Renée Maheu (February 14, 1929 – March 19, 2007) was a Canadian biographer, journalist and soprano. She made her professional solo debut with the Orchestre Symphonique de Québec in 1959. Maheu performed in Canada, London, Rome and Paris with the McGill Chamber Orchestra, the Montreal Symphony Orchestra, the Accademia Nazionale di Santa Cecilia. She switched to journalism following a serious accident in Yugoslavia and author of numerous texts and reviews and books. Maheu was appointed a Member of the Order of Canada in 1990.

== Early life and education ==
Maheu was born in Quebec City, Canada, on February 14, 1929. From the age of seven, she studied music. Mateu studied piano and voice at Université Laval and then French opera at the school of Vincent d'Indy in Montreal with Raoul Jobin and Louise André from 1957 to 1960 and was an honor graduate. She then studied German songs with Bernard Diamant between 1960 and 1965; then in Rome with Maestra Fambri and Giorgio Favaretto between 1968 and 1970; in Paris with Pierre Bernac from 1967 to 1968 and Ré Koster between 1971 and 1974. Maheu also attended Norbert Dufourcq's musicology courses at the Conservatoire de Paris between 1965 and 1968.

== Career ==
In 1959, she made her professional solo debut in Joseph Haydn's The Creation with the Orchestre Symphonique de Québec conducted by Françoys Bernier. Maheu also took part in multiple radio and television broadcasts.

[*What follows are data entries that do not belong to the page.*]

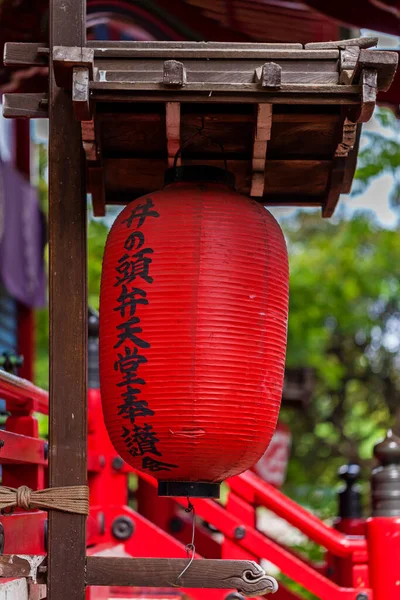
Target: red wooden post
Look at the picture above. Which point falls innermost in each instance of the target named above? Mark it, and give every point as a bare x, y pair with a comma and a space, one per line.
383, 529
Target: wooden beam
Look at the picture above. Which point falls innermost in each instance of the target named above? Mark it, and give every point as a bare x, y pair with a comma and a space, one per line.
244, 575
364, 42
174, 73
18, 54
348, 139
368, 94
384, 62
269, 75
68, 314
348, 61
22, 565
164, 51
80, 93
25, 106
173, 131
66, 59
195, 45
14, 589
262, 133
306, 94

Between 1960 and 1972, she performed in Canada, London, Rome and Paris, with the McGill Chamber Orchestra, the Montreal Symphony Orchestra, the Accademia Nazionale di Santa Cecilia (under Fernando Previtali), Huguette Dreyfus, Kenneth Gilbert, Marie-Claire Jamet, Christian Lardé, André Turp, and Vlado Perlemuter. Maheu was also on a Jeunesses musicales of Canada tour. Following her studies in French 18th-century vocal music on a Canada Council grant in 1965, Maheu wasone of the first to introduce 18th-century French cantatas to Canada under the editorship of the musicologist Renée Viollier. She recorded Marie Noël's Chants sauvages with Françoise Petit and the choir of the JM de France in 1967, and performed at the Montmartre Cultural Center.

She turned to journalism and writing following a major accident in Yugoslavia in 1968 that forced her to give up performing. Maheu was the author of numerous texts and reviews in various genres, on international festivals in particular, since she was a member of the Fédération Nationale de la Presse Française and of the Syndicat professionnel de la critique musicale et dramatique de Paris. She was a contributor to Le Devoir from 1974 to 1980. Other publications Maheu contributed to include Harmonie Panorama-Musique, The Canada Music Book, Musicanada, Opera Canada, Opéra international, Sonances, and the EMC. She was involved in multiple CBC Radio and television programs, among them Chronique du disque, L'Opéra du samedi, and Femmes d'aujourd'hui. Maheu produced the 12-part series Les Grandes voix du Canada for Radio France in 1984, and the 26-program TV5 Canada series Jeunes virtuoses in 1988.

She was the author of the 1983 book Raoul Jobin, la voix d'or du Québec, and the 1988 publication Pierrette Alarie et Léopold Simoneau: deux voix, un art as well as biographies on Arthur LeBlanc and John Newmark. Maheu was music consultant and co-script writer for the 1987 Gilles Carle documentary, Vive Québec, and was preparing a feature film on bel canto with Gian Carlo Menotti in 1991.

== Personal life ==
She was made a Pro Helvetia Fellow in 1990, and was appointed Member of the Order of Canada by the Governor General of Canada in October 1990. Maheu died on March 19, 2007 at Hôpital Brome-Missisquoi-Perkins, Cowansville, Quebec. Her funeral was held at Saint-Viateur d'Outremont Church on March 24, 2007.